Jumat, 03 April 2015

Zaky Mubarak 1113046000118 (Deskripsi Pengembangan Spasi dan Waktu)



Sepenggal Cerita Indahnya Kebersamaan Pondok Pesantren

Tiiitt.. bunyi suara jam arloji membuyarkan lamunanku sejenak, Ku lihat jam sudah menujukkan tepat pukul 17.00 WIB. Dimana sang senja sebentar lagi akan tiba dan sang matahari seakan siap untuk kembali ke singgasana peristirahatannya setelah lelah bekerja seharian menerangi sang bumi.
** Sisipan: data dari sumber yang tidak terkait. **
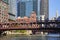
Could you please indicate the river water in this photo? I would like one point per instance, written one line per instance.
(31, 37)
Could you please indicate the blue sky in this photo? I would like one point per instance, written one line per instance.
(53, 6)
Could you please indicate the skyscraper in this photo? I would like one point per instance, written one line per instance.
(44, 8)
(25, 7)
(12, 9)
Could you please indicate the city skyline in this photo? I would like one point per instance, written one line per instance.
(53, 7)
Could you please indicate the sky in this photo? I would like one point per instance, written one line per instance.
(53, 6)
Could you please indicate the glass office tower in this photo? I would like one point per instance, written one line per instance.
(25, 7)
(44, 8)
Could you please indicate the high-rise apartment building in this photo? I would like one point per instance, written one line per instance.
(44, 8)
(25, 7)
(3, 11)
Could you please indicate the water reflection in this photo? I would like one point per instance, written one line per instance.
(32, 37)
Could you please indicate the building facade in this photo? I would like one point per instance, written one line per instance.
(3, 12)
(25, 7)
(44, 8)
(12, 9)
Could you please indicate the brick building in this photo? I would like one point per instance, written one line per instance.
(3, 11)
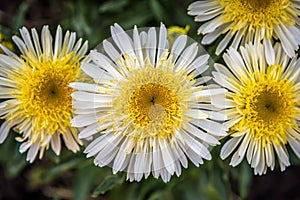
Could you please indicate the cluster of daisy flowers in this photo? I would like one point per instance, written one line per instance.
(144, 101)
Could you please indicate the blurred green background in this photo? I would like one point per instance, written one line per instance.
(72, 176)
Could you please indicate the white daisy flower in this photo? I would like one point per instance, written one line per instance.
(245, 21)
(35, 88)
(148, 109)
(263, 106)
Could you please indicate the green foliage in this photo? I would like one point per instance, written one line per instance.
(73, 173)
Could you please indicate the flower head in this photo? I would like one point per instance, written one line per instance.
(263, 106)
(36, 86)
(245, 21)
(147, 109)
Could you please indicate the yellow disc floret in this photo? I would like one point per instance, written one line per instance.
(44, 94)
(155, 104)
(258, 14)
(268, 107)
(153, 99)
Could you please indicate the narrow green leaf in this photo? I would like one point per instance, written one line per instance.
(107, 184)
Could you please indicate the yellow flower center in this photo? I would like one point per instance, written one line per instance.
(44, 93)
(255, 14)
(151, 100)
(268, 108)
(154, 105)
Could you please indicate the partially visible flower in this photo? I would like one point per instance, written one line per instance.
(179, 29)
(35, 88)
(5, 42)
(263, 106)
(149, 108)
(246, 21)
(175, 31)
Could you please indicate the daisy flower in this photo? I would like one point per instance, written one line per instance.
(35, 88)
(263, 106)
(245, 21)
(148, 109)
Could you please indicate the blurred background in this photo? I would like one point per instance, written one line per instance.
(72, 176)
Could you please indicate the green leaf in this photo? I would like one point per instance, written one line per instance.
(20, 15)
(110, 6)
(60, 169)
(84, 181)
(157, 10)
(108, 183)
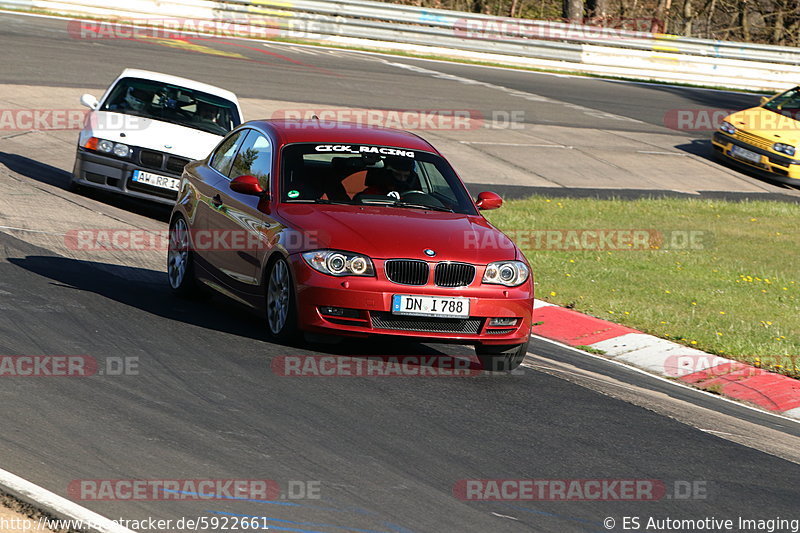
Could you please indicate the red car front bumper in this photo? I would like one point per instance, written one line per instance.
(368, 304)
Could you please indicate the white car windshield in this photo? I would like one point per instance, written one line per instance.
(172, 103)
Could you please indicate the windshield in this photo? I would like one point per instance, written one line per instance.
(371, 175)
(787, 103)
(171, 103)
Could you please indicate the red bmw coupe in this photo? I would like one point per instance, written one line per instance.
(337, 228)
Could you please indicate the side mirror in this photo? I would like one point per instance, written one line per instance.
(488, 200)
(89, 101)
(247, 184)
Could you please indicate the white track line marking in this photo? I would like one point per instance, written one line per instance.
(56, 505)
(488, 143)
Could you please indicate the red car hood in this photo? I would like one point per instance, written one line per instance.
(393, 232)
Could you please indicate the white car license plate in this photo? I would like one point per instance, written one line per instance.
(155, 180)
(744, 153)
(441, 306)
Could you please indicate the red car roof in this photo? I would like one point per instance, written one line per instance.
(317, 131)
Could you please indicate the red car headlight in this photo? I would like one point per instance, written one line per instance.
(336, 263)
(508, 273)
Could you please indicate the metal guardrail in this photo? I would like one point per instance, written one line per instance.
(547, 44)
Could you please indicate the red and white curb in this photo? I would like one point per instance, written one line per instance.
(770, 391)
(58, 506)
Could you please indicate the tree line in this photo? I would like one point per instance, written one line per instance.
(756, 21)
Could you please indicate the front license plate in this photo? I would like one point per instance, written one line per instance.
(155, 180)
(744, 153)
(441, 306)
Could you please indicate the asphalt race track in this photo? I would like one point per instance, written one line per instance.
(384, 453)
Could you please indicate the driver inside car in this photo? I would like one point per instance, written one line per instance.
(397, 175)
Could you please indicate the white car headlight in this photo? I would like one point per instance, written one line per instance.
(105, 146)
(121, 150)
(728, 128)
(336, 263)
(508, 273)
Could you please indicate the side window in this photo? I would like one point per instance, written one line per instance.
(223, 156)
(254, 158)
(436, 183)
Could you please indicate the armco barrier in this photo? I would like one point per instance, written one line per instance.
(534, 43)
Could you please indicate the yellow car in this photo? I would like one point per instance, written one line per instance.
(764, 138)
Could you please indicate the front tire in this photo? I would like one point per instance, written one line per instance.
(281, 306)
(501, 358)
(180, 260)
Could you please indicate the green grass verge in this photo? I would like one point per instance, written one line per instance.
(735, 293)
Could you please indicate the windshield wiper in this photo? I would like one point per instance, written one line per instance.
(422, 206)
(319, 201)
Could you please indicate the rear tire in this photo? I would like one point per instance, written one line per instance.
(280, 303)
(74, 187)
(501, 358)
(180, 260)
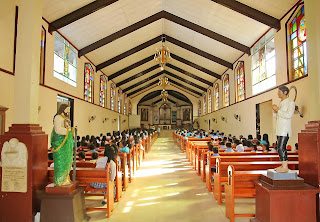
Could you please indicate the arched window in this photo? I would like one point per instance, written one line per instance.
(88, 82)
(119, 100)
(199, 108)
(297, 45)
(103, 90)
(204, 104)
(240, 84)
(125, 104)
(226, 91)
(216, 96)
(209, 101)
(112, 95)
(130, 108)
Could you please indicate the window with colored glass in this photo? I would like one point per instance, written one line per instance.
(240, 83)
(88, 82)
(263, 64)
(65, 61)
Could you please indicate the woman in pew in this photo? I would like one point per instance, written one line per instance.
(109, 156)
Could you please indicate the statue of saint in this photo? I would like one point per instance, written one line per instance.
(283, 114)
(62, 143)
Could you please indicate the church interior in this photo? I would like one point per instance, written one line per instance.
(159, 70)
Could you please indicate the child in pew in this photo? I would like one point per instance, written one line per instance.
(94, 157)
(82, 156)
(109, 156)
(229, 148)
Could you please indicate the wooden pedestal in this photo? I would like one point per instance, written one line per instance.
(16, 206)
(59, 207)
(285, 205)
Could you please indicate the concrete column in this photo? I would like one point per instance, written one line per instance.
(28, 62)
(313, 43)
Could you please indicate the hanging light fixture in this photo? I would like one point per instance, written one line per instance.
(163, 82)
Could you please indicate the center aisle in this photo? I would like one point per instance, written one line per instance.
(166, 188)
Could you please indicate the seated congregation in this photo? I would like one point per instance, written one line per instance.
(231, 165)
(105, 164)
Sejenak ku perhatikan aktifitas para santri sore itu. Di antara mereka ada yang sedang sibuk menyapu halaman sembari memebersihkan lumpur got yang warnanya sudah begitu hitam dan mengeluarkan aroma yang tak sedap. Ada juga beberapa anak santri yang sedang berlarian sambil menenteng bola dengan mengenakan baju kotor, berlarian begitu saja tanpa menghiraukan mereka yang sedang kebagian piket kebersihan. Sedangkan dari kejauhan terlihat segerombolan santri putri dengan mengenakan kain mukena berwarna putih bersih sambil menggenggam kitab suci Al-Qur’an berjalan beriringan hendak pergi ke masjid. Bagaikan sosok bidadari anggun nan cantik yang rasanya ingin segera dijadikan istri idaman bagi siapapun yang melihatnya. Dari arah toak masjid, terdengar lantunan shalawat yang dilantunkan dengan begitu indahnya, seakan membuat hati ini menjadi begitu nyaman dan tentram. Ditambah dengan sejuknya angin seolah memberikan salam sapa untuk para penghuninya membuat lingkungan ini menjadi benar-benar begitu nyaman meskipun sangat jauh dari daerah perkotaan. Setelah puas melihat kegiatan santri dari ruang guru, Kembali ku lanjutkan petualanganku untuk menelusuri bagian pondok yang selama dua tahun belakangan ini aku tak jumpa dengannya.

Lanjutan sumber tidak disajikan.